Rep Louie Gohmert said that at the urging of other Republicans and some members of the press, he decided to chronicle all of the questionable acts Special Counsel Robert Mueller has been involved in during his career.
There must be a lot of them because when Gohmert was done the report was 48 pages long. He gave some examples of Mueller falsely convicting people he knew to be innocent. The most obvious case was a murder committed by FBI informant, Whitey Bulger’s gang and hung it on four innocent men.
The men were convicted in 1965. Two of the men died in prison and the other two spent decades in prison. A judge ordered them released and a second judge awarded the men and their families damages in the amount of $101 million dollars from US taxpayers. They were awarded the money when the judge discovered that Mueller sat on evidence that would have proven the men were totally innocent.
Gohmert says that Mueller plans on charging President on any charge he can even if he knows Trump is innocent as he has done many times before.
From the report:
Unfortunately, both Mueller and Comey were absolutely and totally convinced of the innocent man’s guilt. They ruined his life, his relationship with friends, neighbors and potential employers.
And from Carl Cannon, Real Clear Politics: https://www.realclearpolitics.com/articles/2017/05/21/when_comey_and_mueller_bungled_the_anthrax_case_13
You’d think that any good FBI agent would have kicked these quacks in the fanny and found their dogs a good home. Or at least checked news accounts of criminal cases in California where these same dogs had been used against defendants who’d been convicted — and later exonerated. As Pulitzer Prize-winning Los Angeles Times investigative reporter David Willman detailed in his authoritative book on the case, a California judge who’d tossed out a murder conviction based on these sketchy canines called the prosecution’s dog handler “as biased as any witness that this court has ever seen.”
Instead, Mueller, who micromanaged the anthrax case and fell in love with the dubious dog evidence, and personally assured Ashcroft and presumably George W. Bush that in Steven Hatfill, the bureau had its man…
Mueller didn’t exactly distinguish himself with contrition, either. In
2008, after Ivins committed suicide as he was about to be apprehended for his crimes, and the Justice Department had formally exonerated Hatfill – and paid him $5.82 million in a legal settlement ($2.82+150,000/yr. for 20 yrs) – Mueller could not be bothered to walk across the street to attend the press conference announcing the case’s resolution. When reporters did ask him about it, Mueller was graceless. “I do not apologize for any aspect of the investigation,” he said, adding that it would be erroneous “to say there were mistakes.”
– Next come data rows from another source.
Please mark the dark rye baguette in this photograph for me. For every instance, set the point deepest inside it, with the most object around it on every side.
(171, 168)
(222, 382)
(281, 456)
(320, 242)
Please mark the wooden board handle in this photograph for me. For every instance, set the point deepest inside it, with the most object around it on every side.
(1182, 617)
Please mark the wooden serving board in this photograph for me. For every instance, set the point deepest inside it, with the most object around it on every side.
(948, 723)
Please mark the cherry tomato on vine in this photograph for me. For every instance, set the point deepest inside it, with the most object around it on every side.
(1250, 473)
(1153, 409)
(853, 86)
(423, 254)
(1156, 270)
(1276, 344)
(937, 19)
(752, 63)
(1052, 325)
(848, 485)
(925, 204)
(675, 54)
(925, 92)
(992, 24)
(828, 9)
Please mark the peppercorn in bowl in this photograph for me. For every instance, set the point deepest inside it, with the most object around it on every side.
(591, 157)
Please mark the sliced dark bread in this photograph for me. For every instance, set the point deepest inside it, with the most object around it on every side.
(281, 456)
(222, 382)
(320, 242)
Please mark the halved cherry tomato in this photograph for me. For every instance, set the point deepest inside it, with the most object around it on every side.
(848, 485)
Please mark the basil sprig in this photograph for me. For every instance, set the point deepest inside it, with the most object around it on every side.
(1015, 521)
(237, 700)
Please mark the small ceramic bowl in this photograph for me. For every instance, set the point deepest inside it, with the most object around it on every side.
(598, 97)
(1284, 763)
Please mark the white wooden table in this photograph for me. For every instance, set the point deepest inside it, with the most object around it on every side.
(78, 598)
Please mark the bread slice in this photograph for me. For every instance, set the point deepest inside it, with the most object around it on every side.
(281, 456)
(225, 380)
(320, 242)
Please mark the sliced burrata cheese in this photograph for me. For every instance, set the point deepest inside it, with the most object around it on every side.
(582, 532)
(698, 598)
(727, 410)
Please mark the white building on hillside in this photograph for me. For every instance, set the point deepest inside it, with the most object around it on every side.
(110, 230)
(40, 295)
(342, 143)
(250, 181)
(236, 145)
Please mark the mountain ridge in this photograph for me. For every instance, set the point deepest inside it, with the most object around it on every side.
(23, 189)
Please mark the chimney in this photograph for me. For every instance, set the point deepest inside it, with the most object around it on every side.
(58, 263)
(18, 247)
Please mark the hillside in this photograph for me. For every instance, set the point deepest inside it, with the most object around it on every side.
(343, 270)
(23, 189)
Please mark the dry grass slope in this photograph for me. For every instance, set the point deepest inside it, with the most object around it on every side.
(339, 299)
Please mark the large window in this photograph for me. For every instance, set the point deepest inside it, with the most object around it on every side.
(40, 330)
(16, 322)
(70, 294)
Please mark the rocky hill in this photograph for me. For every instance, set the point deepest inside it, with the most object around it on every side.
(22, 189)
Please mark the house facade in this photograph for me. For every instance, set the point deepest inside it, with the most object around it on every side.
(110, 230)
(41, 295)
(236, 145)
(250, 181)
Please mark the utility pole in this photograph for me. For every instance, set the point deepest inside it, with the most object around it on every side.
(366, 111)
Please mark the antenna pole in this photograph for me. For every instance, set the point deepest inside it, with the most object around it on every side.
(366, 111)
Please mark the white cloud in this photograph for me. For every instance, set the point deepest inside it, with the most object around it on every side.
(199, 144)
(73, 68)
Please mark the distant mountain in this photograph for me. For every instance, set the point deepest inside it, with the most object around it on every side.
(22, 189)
Though FBI jurisdiction has its limitations, Mueller’s ego does not.
Mueller and Comey’s next target in the Anthrax case was Dr. Bruce Ivins. As the FBI was closing in and preparing to give him the ultimate Hatfill treatment, Dr. Ivins took his own life. Though Mueller and Comey were every bit as convinced that Dr. Ivins was the Anthrax culprit as they were that Dr. Hatfill was, there are lingering questions about whether or not there was a case beyond a reasonable doubt. Since Dr. Ivins is deceased
Gohmert also criticized Mueller on his “up or out” leadership style as the director of the FBI, claiming it forced experienced agents to move to Washington, DC, and “devastated” the bureau.
The Texas congressman also slammed Mueller over the “purging” of material about “radical Islam” under his authority as FBI head. This attitude, according to Gohmert, crippled the FBI’s investigation of the Tsarnaev Brothers before their deadly jihadist attack on the Boston Marathon.
“This guy has such an ego … you disagree with him, he wants to bury you. And, that, you get a glimpse of his personality,” Gohmert concluded about Mueller on Breitbart News Saturday.